Polaris, the North Star, the 49th-brightest star in the sky, is a Cepheid variable star. Cepheid variables proved that galaxies are huge and far away instead of small and close by.

Why Stars Are Big:

A star stays star-sized the same way a balloon stays balloon-sized: competing forces. In the case of a Helium balloon the Helium is pushing out, trying to escape from the balloon. If it weren’t for the air around the balloon, it would explode – allowing the Helium to escape. The air (the atmosphere) is pushing back on the balloon, trying to flatten it.

In the case of a star, the energy from the fusion reaction at the core of the star is pushing out, keeping the star big, and gravity is pushing in, trying to collapse the star into a neutron star or black hole. As long as the fusion keeps going, the star stays “inflated.”


Unfortunately, Cepheids have finished fusing all of their Hydrogen into Helium. The next step is to fuse Helium into Carbon, Nitrogen, and Oxygen – but that reaction is hotter and takes more energy to start – energy the star doesn’t have. Since there’s no longer fusion happening in the star, gravity begins to win. The star starts to collapse: squishing all the atoms in the star closer together.

But wait! Squishing releases heat and energy!

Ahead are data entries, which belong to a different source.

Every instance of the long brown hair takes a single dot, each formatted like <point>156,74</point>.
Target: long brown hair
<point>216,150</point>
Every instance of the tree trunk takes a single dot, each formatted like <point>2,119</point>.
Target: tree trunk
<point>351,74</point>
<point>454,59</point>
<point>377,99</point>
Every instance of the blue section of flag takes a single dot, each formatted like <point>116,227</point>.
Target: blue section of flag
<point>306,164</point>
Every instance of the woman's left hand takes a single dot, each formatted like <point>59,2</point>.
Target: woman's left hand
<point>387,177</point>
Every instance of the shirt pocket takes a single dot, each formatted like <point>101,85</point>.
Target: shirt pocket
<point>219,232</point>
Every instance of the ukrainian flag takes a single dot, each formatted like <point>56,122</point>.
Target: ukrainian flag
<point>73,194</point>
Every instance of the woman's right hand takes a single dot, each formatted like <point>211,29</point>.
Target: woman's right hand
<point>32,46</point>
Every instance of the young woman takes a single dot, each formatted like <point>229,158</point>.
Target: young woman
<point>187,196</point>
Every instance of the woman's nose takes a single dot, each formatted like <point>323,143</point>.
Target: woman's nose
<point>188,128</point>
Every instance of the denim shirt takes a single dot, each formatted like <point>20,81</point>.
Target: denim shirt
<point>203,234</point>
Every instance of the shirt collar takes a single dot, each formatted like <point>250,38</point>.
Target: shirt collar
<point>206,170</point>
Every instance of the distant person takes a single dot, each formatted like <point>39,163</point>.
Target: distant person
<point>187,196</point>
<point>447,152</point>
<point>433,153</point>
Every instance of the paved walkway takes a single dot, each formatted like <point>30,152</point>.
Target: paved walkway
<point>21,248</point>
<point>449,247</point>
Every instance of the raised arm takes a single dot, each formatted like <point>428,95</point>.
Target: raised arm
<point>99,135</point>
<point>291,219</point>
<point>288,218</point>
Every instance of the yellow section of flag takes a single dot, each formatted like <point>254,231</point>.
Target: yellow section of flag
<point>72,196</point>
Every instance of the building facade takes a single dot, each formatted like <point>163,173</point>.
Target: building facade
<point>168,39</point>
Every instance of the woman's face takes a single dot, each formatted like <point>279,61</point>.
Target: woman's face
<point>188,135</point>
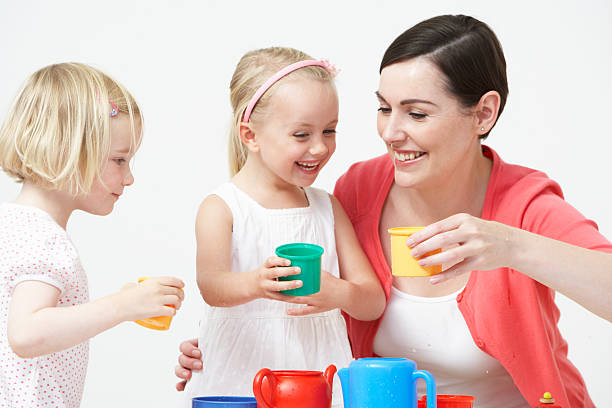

Suddenly, the star has enough energy to fuse some Helium into other elements. Fusion begins. The energy from fusion pushes out on the star, and the star expands again – losing energy and heat. Sadly, there is no longer enough energy to keep fusing Helium so fusion stops. The star begins to collapse again – releasing heat, energy, and fusion! This pushes out – heat is lost – fusion stops – the star squishes – heat is gained – fusion starts – the star expands … etc, etc, etc.

What Does This Have to Do with Galaxies?

In Cepheids, the speed of the pulsing is related directly to how bright the star is (a period-luminosity relationship). So, if you know how fast a star is pulsing, you know how bright the star really is (not how bright it looks in the sky). Then, by measuring how bright the star looks you can figure out how far away it must be. It’s like a flashlight: if you hold the flashlight and shine it in your face it’s very bright; but if you have a friend hold the flashlight at the other end of a football field and shine the flashlight in your face, you can look right at it: it looks dim.

In 1912, Henrietta Leavitt measured a bunch of Cepheids in the Small Magellanic Cloud and realized that they were too far away to be within our galaxy. Astronomers realized this meant that some things they thought were small might be large and very far away: galaxies.

There are some problems with measuring the distance to galaxies this way, but it got us started.